First require the necessary file:

require 'infobright-loader/loader'

Now populate a DbConfig struct:

db = InfobrightLoader::Db::DbConfig.new('my-db', 'my-db-user', nil) # No password

And now you're ready to load either a single table or a hash of tables:

Load a single table

Loading a single table from a folder is quite straightforward:

InfobrightLoader::Loader::load_from_folder(
  '/data/snowplow/etl-fla/latest', # folder
  'snowplow_events',               # table
  db,                              # database config
  '/t',                            # field separator
  ''                               # field encloser
)

Note that the last two arguments are optional - they default to the pipe bar (|) and empty () respectively.

Load a hash of tables

To load a hash of tables, let's first create the hash:

load_hash = {}
load_hash[impressions] = ['/tmp/imps-1', '/tmp/imps-2', '/tmp/imps-3']
load_hash[clicks] = ['/tmp/clicks-1', '/tmp/clicks-2']
load_hash[conversions] = ['/tmp/convs-1', '/tmp/convs-2', '/tmp/convs-4', '/tmp/convs-4']
load_hash[bids] = ['/tmp/bids-1', '/tmp/bids-2', '/tmp/bids-4', '/tmp/bids-4']

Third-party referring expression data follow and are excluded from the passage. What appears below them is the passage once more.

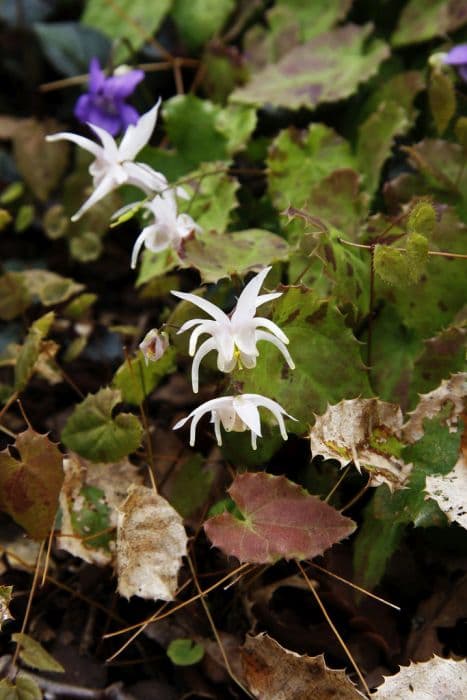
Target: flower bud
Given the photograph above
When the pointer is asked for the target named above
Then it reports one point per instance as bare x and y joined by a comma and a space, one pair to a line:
154, 345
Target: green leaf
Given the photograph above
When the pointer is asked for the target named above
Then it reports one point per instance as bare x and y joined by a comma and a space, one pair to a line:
69, 46
30, 350
190, 123
199, 20
24, 688
325, 372
30, 484
14, 296
133, 20
375, 140
93, 433
213, 197
92, 517
421, 20
191, 486
442, 97
185, 652
217, 256
138, 379
327, 68
34, 655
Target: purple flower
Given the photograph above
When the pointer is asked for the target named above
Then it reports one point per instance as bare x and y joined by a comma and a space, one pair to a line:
104, 105
457, 57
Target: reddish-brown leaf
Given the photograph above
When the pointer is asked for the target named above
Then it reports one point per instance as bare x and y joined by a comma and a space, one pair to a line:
281, 520
30, 485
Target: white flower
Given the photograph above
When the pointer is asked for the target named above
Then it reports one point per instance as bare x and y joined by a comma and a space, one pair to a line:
154, 345
236, 413
235, 338
113, 165
169, 227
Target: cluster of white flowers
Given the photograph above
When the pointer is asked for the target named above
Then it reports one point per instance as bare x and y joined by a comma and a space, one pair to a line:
115, 165
234, 337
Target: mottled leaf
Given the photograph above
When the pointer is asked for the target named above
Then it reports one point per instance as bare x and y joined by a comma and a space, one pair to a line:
327, 68
30, 483
95, 434
217, 256
445, 679
137, 378
325, 371
421, 20
279, 520
34, 655
275, 673
151, 542
366, 432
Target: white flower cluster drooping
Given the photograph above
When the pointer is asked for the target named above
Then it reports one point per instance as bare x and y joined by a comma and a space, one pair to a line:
115, 165
235, 340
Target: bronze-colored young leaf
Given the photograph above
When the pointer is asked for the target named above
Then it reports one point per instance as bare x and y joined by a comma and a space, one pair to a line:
151, 542
366, 432
30, 484
34, 655
279, 520
275, 673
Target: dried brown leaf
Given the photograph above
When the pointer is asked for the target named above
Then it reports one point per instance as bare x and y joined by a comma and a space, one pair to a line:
437, 679
275, 673
151, 541
280, 520
366, 432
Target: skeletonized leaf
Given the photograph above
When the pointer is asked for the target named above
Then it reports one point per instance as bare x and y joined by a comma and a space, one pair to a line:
89, 499
95, 434
275, 673
151, 542
6, 593
450, 492
30, 485
451, 392
280, 520
34, 655
437, 679
366, 432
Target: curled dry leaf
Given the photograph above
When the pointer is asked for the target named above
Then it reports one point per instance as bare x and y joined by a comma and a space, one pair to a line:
366, 432
437, 679
451, 391
151, 541
450, 492
275, 673
280, 520
90, 496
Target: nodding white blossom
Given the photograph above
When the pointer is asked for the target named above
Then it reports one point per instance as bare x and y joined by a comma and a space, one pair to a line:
154, 345
114, 163
237, 413
234, 338
169, 227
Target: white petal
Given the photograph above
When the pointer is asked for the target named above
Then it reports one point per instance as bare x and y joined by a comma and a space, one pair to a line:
249, 414
206, 305
203, 350
262, 335
110, 147
272, 327
246, 304
80, 141
137, 135
106, 186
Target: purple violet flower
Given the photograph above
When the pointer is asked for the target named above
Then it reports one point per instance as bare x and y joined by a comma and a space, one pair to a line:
104, 105
457, 57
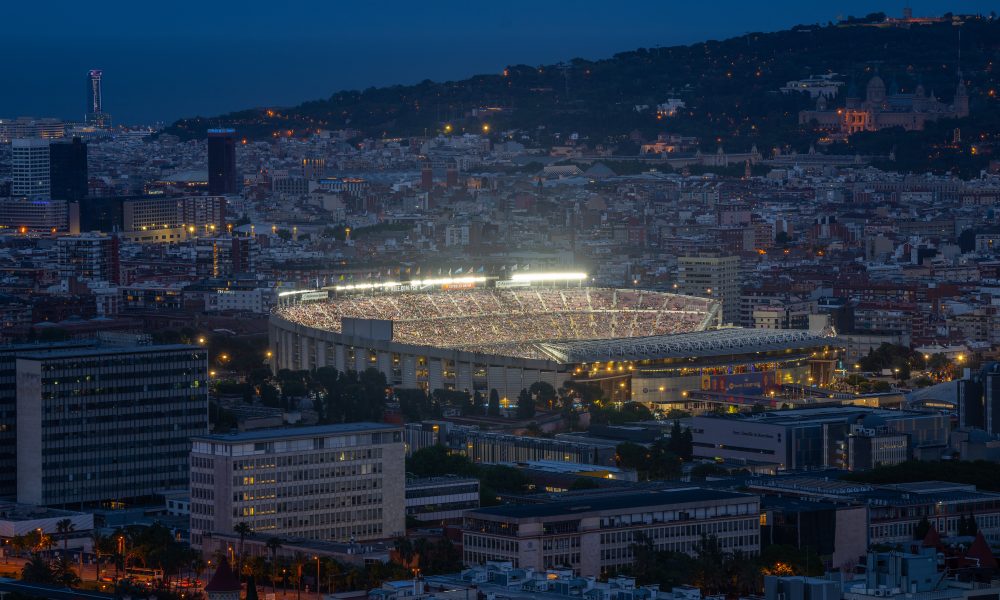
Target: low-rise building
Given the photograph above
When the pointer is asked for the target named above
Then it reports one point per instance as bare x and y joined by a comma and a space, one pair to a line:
438, 499
341, 482
592, 534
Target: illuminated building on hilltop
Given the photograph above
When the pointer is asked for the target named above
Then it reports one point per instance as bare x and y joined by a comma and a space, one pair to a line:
882, 110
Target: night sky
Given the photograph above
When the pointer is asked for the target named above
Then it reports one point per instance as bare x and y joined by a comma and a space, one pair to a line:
164, 60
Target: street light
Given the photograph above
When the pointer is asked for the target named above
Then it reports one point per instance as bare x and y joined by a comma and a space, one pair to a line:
317, 575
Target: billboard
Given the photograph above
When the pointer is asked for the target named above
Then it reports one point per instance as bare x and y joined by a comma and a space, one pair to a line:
744, 384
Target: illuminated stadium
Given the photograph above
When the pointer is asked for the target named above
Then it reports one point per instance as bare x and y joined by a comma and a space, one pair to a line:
478, 333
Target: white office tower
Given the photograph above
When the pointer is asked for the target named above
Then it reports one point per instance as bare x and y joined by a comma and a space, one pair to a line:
30, 168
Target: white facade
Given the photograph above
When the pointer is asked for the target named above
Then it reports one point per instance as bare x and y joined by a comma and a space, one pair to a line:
329, 482
30, 168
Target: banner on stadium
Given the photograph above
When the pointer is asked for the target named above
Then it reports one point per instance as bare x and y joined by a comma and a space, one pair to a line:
747, 384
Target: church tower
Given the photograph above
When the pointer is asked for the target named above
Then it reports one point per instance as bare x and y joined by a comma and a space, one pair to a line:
961, 102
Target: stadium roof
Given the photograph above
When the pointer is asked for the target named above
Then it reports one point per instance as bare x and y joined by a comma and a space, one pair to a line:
719, 342
574, 507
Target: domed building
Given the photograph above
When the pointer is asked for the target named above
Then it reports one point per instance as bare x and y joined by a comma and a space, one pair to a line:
882, 109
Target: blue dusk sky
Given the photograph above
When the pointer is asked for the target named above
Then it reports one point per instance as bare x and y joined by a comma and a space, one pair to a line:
175, 58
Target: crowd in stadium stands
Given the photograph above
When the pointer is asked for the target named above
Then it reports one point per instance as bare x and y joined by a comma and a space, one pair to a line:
509, 322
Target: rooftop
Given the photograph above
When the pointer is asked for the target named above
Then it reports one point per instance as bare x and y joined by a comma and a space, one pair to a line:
42, 353
583, 505
719, 342
294, 432
821, 414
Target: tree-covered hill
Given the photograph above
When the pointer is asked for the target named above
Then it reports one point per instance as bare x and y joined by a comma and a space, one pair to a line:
730, 89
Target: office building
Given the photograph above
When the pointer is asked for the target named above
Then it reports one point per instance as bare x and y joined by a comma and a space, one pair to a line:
339, 482
33, 215
504, 580
222, 178
8, 407
90, 257
151, 218
713, 276
979, 400
225, 256
68, 169
801, 588
30, 127
812, 438
30, 168
441, 499
491, 447
95, 114
894, 511
596, 533
108, 425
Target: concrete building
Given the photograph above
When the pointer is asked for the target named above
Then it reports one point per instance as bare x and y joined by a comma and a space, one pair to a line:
328, 483
712, 276
30, 168
437, 499
592, 534
90, 257
504, 580
800, 588
812, 438
34, 215
979, 400
107, 425
8, 406
894, 511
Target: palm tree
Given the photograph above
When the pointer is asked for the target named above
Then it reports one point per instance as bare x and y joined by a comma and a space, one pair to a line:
98, 541
243, 530
273, 544
36, 570
63, 572
65, 527
18, 544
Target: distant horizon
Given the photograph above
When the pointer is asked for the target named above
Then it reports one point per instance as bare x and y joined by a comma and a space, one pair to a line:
230, 57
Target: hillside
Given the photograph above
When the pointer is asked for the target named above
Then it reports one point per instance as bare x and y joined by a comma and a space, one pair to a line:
730, 89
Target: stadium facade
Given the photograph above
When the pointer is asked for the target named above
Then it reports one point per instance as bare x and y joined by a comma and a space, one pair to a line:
479, 334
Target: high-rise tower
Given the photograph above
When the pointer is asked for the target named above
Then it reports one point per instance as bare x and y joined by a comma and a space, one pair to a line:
222, 162
95, 103
68, 169
30, 168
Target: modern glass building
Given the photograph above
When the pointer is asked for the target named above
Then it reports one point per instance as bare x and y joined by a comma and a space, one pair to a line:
222, 162
107, 425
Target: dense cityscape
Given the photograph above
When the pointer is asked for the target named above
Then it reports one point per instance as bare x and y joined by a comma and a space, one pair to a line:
605, 329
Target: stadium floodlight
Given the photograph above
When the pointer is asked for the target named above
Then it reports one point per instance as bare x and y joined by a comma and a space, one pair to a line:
447, 281
415, 282
530, 277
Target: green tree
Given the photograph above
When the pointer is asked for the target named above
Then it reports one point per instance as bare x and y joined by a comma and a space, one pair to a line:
922, 528
37, 570
493, 409
243, 530
65, 527
525, 405
435, 461
583, 483
63, 572
543, 393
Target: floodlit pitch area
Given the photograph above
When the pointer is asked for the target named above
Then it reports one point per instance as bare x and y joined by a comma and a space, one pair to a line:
512, 322
641, 345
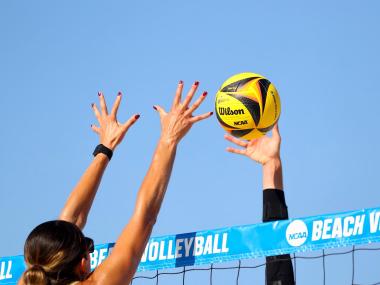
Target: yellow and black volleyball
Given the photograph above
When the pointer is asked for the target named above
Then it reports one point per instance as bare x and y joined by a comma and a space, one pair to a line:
247, 105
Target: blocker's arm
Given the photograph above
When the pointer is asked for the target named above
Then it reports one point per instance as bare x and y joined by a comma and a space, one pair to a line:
120, 267
111, 133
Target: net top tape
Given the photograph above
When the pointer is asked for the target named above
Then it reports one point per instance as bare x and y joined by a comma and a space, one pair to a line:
238, 242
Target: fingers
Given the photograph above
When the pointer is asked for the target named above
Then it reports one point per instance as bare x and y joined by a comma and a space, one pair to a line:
190, 95
177, 97
95, 129
236, 141
200, 117
235, 150
130, 122
196, 104
103, 105
160, 110
116, 105
96, 111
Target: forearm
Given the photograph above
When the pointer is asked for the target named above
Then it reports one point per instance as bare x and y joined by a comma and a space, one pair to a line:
81, 198
153, 188
130, 245
272, 174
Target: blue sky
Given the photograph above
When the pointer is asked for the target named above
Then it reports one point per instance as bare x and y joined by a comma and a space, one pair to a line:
56, 55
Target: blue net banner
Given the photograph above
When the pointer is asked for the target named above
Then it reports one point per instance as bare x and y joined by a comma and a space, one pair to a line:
239, 242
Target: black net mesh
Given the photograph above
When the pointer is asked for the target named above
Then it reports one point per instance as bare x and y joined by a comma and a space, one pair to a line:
355, 266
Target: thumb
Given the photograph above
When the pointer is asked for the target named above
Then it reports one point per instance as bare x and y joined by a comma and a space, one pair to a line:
160, 111
276, 131
130, 122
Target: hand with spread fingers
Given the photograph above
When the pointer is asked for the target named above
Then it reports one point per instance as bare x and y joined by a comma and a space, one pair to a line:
110, 130
176, 123
261, 150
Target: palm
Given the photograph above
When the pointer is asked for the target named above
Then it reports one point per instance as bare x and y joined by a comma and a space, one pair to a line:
261, 150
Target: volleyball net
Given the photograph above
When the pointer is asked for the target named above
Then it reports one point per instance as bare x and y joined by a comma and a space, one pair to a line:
240, 249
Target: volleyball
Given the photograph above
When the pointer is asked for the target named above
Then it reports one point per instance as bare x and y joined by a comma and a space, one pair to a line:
247, 105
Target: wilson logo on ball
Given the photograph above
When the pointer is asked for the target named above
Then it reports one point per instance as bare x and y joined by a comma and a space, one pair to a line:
228, 111
247, 105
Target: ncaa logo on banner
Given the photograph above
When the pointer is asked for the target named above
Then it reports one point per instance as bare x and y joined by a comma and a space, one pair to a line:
296, 233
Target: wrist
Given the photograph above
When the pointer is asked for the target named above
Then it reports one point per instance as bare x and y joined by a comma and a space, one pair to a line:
272, 174
168, 142
103, 150
273, 163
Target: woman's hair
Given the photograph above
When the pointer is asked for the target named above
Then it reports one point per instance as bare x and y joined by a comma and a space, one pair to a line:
52, 251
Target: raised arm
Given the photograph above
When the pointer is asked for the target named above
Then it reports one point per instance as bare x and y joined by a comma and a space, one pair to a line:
121, 265
111, 133
266, 151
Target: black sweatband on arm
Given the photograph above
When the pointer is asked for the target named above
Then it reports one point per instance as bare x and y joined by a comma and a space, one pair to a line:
274, 205
103, 149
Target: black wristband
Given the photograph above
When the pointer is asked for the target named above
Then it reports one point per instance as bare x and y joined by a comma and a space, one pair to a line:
103, 149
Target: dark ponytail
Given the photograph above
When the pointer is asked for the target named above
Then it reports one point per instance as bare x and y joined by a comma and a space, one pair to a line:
52, 252
35, 275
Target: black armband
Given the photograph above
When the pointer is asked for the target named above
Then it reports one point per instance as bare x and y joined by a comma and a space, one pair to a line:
103, 149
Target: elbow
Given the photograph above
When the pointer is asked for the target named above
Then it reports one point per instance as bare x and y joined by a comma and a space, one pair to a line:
78, 220
148, 217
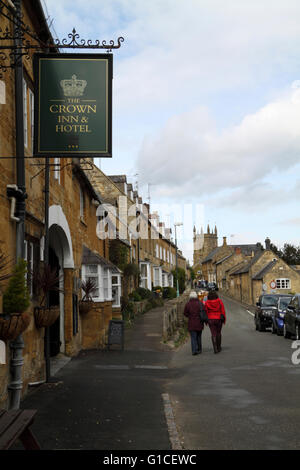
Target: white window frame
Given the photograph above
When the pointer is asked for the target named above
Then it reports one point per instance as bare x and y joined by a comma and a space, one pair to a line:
81, 198
28, 254
117, 288
57, 170
283, 283
157, 281
96, 275
107, 286
31, 102
104, 281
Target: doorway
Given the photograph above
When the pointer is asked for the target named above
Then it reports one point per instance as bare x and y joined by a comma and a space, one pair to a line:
54, 300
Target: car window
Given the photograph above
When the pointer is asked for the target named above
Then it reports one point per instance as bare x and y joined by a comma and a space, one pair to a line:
269, 301
283, 302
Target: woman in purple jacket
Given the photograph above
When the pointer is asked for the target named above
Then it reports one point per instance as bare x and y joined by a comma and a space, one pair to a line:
195, 312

Now we can run a parallel load of the tables:

InfobrightLoader::Loader::load_from_hash(
  load_hash, # hash of tables to load into
  db,        # database config
  3,         # number of table loads to run in parallel (using Ruby threads)
  '/t',      # field separator
  ''         # field encloser
)

The last three arguments are optional:

Number of processes defaults to 10 or the number of tables to populate, whichever is lower
The field separator defaults to the pipe bar (|)
The field encloser defaults to empty ()

Roadmap

Add error handling for when individual file loads fail
Move tests into Rspec or Cucumber from Bash
Add metrics so load time can be reported

Hacking and contributing

Hacking locally

Build the gem (gem build infobright-loader.gemspec)
Install the gem (sudo gem install ./infobright-loader-0.0.1.gem)

Contributing

Fork it
Create your feature branch (git checkout -b my-new-feature)
Commit your changes (git commit -am 'Added some feature')
Push to the branch (git push origin my-new-feature)
Create new Pull Request

Copyright and license

Licensed under the Apache License, Version 2.0 (the "License"); you may not use this software except in compliance with the License.

Unless required by applicable law or agreed to in writing, software distributed under the License is distributed on an "AS IS" BASIS, WITHOUT WARRANTIES OR CONDITIONS OF ANY KIND, either express or implied. See the License for the specific language governing permissions and limitations under the License.